Rodriguez is also the co-editor of Encuentro: Latinx Performance for the New American Theater (2019), an anthology of plays from the 2014 Encuentro festival produced by the Latino Theater Company. Published by Northwestern University Press and co-edited with Trevor Boffone and Teresa Marrero, the anthology is meant to serve as a resource and features the works of six Latino playwrights from the Encuentro festival.

== Awards ==

Rodriguez received accolades for her scholarship on Latino theater. Her book, The Latino Theatre Initiative/Center Theatre Group Papers, 1980-2005 was nominated for three Latino Literacy Now International Book Awards.

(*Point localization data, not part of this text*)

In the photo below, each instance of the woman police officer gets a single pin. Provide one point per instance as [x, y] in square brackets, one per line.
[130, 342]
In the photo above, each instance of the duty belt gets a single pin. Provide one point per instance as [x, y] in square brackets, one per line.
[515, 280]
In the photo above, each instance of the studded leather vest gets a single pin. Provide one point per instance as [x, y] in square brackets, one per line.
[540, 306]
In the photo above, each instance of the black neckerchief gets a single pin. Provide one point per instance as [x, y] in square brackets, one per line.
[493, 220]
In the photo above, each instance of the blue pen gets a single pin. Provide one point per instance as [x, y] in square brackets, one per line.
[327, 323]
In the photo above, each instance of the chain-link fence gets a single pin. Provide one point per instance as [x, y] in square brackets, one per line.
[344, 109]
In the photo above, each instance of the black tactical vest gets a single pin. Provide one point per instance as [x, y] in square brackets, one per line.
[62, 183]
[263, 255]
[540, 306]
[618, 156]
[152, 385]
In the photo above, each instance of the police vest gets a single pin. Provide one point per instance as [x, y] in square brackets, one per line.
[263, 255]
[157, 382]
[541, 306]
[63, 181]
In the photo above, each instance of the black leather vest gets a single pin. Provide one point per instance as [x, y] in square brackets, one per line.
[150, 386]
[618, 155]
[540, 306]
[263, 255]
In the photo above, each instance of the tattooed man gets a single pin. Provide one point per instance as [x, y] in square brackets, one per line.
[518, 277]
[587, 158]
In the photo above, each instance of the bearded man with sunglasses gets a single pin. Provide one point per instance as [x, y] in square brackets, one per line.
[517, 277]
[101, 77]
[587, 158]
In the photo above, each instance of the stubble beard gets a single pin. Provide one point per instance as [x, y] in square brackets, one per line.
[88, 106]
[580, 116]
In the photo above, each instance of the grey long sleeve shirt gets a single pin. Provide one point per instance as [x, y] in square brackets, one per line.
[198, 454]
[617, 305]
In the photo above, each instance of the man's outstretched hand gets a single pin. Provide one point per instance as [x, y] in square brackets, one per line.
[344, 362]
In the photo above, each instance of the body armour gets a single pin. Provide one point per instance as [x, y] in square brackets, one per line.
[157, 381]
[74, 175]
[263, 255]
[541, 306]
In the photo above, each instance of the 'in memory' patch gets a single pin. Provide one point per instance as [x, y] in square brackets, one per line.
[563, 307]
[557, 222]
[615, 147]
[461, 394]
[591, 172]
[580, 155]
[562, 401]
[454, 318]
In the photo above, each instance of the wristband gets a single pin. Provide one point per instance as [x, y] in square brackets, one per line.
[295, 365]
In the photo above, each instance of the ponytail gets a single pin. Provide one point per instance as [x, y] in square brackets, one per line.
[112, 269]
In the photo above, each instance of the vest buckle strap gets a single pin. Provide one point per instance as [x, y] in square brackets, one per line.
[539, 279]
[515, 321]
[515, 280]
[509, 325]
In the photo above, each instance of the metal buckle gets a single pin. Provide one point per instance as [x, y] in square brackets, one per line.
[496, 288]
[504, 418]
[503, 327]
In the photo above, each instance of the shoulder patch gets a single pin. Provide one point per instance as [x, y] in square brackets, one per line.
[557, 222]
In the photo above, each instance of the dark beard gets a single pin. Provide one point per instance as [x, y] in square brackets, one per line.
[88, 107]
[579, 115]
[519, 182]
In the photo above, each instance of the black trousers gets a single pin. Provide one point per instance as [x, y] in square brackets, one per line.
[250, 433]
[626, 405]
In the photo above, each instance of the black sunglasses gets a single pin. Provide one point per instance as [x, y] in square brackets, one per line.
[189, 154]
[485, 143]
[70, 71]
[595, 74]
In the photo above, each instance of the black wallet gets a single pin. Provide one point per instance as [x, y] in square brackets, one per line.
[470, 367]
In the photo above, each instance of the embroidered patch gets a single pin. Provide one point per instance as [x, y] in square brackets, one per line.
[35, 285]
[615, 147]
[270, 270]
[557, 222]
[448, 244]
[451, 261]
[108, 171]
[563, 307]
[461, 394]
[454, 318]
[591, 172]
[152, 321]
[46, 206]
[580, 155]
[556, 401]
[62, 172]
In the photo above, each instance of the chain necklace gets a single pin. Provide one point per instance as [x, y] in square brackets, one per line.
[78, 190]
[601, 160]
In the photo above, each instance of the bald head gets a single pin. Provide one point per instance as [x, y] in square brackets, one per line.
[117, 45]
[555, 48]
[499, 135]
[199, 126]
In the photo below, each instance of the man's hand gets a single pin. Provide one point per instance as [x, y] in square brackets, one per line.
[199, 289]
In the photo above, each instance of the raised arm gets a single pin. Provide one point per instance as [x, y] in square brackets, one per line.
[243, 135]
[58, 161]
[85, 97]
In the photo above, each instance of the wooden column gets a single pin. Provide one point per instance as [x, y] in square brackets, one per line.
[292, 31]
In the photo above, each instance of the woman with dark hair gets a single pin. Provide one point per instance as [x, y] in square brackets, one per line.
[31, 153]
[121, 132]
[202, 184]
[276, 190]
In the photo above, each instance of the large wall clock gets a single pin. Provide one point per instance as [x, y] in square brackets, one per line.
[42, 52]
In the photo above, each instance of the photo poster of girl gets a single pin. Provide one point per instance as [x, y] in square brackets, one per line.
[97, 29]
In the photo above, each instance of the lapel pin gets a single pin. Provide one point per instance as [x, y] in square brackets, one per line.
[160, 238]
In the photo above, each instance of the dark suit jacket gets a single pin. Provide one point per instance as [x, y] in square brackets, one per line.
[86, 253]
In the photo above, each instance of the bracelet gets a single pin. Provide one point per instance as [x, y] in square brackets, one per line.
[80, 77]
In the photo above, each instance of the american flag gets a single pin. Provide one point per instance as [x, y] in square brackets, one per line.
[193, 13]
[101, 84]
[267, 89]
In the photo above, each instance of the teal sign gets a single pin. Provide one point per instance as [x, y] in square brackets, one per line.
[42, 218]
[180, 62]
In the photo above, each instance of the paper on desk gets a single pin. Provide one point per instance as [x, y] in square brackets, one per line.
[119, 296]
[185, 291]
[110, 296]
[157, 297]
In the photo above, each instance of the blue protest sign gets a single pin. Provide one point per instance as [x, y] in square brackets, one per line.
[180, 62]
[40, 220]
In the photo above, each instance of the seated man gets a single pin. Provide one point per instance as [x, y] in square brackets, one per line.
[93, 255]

Moreover, she was recognized in 2011 as a Young Leader of Color by the Theater Communications Group, an award created to "gather groups of early-career theatre professionals of color from around the US at TCG’s National Conferences to engage in a dialogue about the new generation of leadership." Rodriguez was one of only 79 individuals recognized over eight years in the program.

In 2016, Rodriguez received the Rainbow Award from the Los Angeles Women's Theater Festival, an accolade presented to artists or individuals for their "diverse contributions in fostering non-traditional and multicultural theatre works." Moreover, in the same year, she was a finalist in the Richard E. Sherwood Award presented by the Center Theatre Group to individuals who are "extending frontiers, experimenting, challenging the theatrical norm, [and] finding new forms of artistic expression" in Los Angeles.